I know of boys who have killed and have been killed, boys

who would die for postcodes and houses they do not own, who hold

their 14 year old brother’s hand and mould it around knives, hammers

and blades, their knuckles unkissed gang signs.

 

I know of husbands who sleep lopsided, one eye on the fire

escape, the other on a nursing wife. Wallahi she’s seen the back of him

running more times than she’s opened the front door to his Salam.
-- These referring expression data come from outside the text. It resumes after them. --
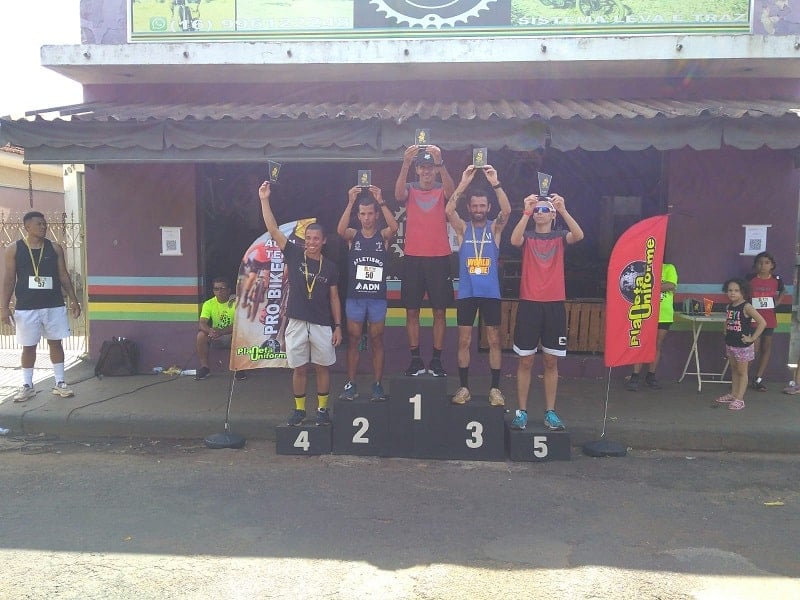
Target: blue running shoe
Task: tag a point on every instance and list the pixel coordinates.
(350, 392)
(552, 422)
(378, 395)
(520, 420)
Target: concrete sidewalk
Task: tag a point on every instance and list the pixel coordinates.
(178, 407)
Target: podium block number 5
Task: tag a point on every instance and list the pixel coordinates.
(302, 441)
(363, 425)
(416, 400)
(540, 446)
(476, 441)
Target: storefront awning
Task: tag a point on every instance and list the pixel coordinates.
(116, 132)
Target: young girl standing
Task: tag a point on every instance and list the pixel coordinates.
(767, 289)
(739, 338)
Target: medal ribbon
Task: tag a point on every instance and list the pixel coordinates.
(310, 288)
(33, 262)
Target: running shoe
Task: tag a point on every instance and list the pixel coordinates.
(496, 397)
(26, 392)
(378, 395)
(323, 417)
(417, 367)
(462, 396)
(61, 389)
(520, 420)
(297, 417)
(792, 389)
(349, 393)
(202, 373)
(436, 369)
(552, 422)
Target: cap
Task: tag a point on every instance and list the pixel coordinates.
(424, 159)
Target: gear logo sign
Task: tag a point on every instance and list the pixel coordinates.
(431, 14)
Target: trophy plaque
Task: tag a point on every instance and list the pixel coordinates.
(364, 179)
(480, 156)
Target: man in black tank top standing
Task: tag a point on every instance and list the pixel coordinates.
(36, 273)
(366, 289)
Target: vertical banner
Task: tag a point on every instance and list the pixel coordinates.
(262, 291)
(633, 289)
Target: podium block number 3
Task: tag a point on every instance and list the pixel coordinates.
(363, 426)
(416, 400)
(302, 441)
(476, 430)
(540, 446)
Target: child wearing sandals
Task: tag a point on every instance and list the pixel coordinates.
(767, 289)
(740, 333)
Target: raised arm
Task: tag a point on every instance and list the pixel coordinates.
(575, 232)
(269, 218)
(387, 232)
(518, 235)
(448, 185)
(400, 189)
(502, 200)
(343, 228)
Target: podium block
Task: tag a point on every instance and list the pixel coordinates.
(475, 431)
(537, 444)
(418, 409)
(308, 440)
(361, 428)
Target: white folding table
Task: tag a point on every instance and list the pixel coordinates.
(697, 327)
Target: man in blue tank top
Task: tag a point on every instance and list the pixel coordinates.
(478, 279)
(37, 273)
(366, 288)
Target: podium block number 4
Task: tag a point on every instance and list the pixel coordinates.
(363, 426)
(476, 430)
(416, 400)
(540, 446)
(302, 441)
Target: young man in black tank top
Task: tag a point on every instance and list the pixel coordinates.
(37, 273)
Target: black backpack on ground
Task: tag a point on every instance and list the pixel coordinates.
(118, 356)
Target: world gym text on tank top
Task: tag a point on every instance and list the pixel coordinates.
(32, 264)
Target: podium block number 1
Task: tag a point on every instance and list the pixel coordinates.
(476, 430)
(302, 441)
(416, 400)
(363, 426)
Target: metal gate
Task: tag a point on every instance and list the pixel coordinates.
(68, 231)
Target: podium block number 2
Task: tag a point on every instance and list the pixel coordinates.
(476, 438)
(302, 441)
(416, 400)
(363, 426)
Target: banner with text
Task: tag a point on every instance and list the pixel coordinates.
(227, 20)
(262, 291)
(633, 290)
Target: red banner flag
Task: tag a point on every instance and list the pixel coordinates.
(633, 289)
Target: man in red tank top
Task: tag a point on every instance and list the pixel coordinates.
(426, 263)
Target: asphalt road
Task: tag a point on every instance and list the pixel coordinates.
(154, 519)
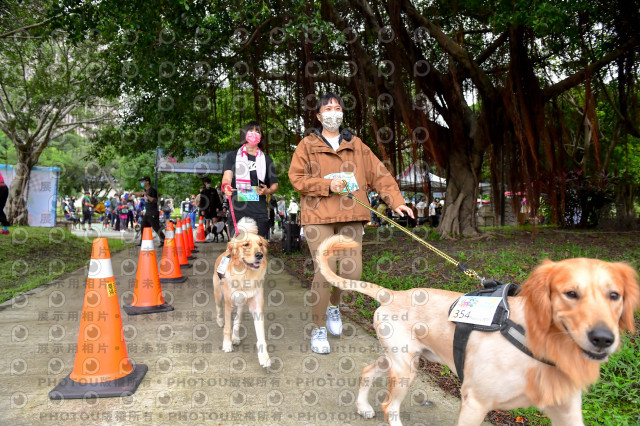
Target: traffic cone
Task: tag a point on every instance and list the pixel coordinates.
(181, 249)
(169, 264)
(147, 295)
(200, 236)
(102, 367)
(187, 240)
(190, 234)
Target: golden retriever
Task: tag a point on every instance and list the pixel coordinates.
(242, 284)
(572, 311)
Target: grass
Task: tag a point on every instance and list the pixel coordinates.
(32, 257)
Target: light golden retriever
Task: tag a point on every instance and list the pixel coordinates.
(572, 311)
(242, 284)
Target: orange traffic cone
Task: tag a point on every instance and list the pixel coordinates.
(187, 241)
(147, 295)
(102, 367)
(190, 235)
(182, 250)
(200, 236)
(169, 264)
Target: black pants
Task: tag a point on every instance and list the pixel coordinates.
(4, 194)
(153, 221)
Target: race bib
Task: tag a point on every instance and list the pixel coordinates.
(222, 267)
(349, 177)
(248, 194)
(475, 310)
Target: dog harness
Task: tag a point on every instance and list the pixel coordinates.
(511, 331)
(222, 267)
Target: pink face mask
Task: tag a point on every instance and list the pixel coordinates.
(253, 138)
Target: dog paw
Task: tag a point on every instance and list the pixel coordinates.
(366, 410)
(264, 359)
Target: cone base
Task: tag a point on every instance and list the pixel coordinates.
(124, 386)
(139, 310)
(176, 280)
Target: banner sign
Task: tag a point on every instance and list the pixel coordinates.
(203, 164)
(42, 192)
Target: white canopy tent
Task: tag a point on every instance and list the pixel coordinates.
(413, 177)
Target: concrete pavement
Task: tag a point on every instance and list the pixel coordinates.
(190, 379)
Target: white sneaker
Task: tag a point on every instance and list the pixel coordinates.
(319, 342)
(334, 322)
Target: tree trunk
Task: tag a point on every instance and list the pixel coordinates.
(458, 216)
(17, 213)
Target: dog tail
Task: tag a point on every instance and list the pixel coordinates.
(246, 224)
(334, 246)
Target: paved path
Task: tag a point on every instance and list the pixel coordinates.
(190, 379)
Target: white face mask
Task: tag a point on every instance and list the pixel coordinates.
(331, 120)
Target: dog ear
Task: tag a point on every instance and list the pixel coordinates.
(233, 247)
(630, 294)
(265, 245)
(537, 295)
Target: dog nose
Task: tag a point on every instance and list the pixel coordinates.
(601, 337)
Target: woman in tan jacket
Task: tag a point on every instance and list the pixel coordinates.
(321, 164)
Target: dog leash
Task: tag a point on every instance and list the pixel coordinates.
(233, 214)
(466, 270)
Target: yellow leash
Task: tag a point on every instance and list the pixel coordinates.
(467, 271)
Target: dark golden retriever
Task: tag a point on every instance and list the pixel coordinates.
(572, 310)
(242, 284)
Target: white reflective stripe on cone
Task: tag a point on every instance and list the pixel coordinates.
(100, 268)
(147, 245)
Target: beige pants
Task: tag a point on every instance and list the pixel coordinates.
(350, 265)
They are tired of hiding the hagbaad and Ayeeyo’s gold.

 

I know of boys who smile at me in respect, whose names

paralyse the ear, boys who I differentiate by dusk and dawn

with their limited light. I know of young men who’ve survived

desert walks along Godless plains, Kenyan refugee camps

 

inside crates, the grieving sea, cold hands feverishly pulling at fabric.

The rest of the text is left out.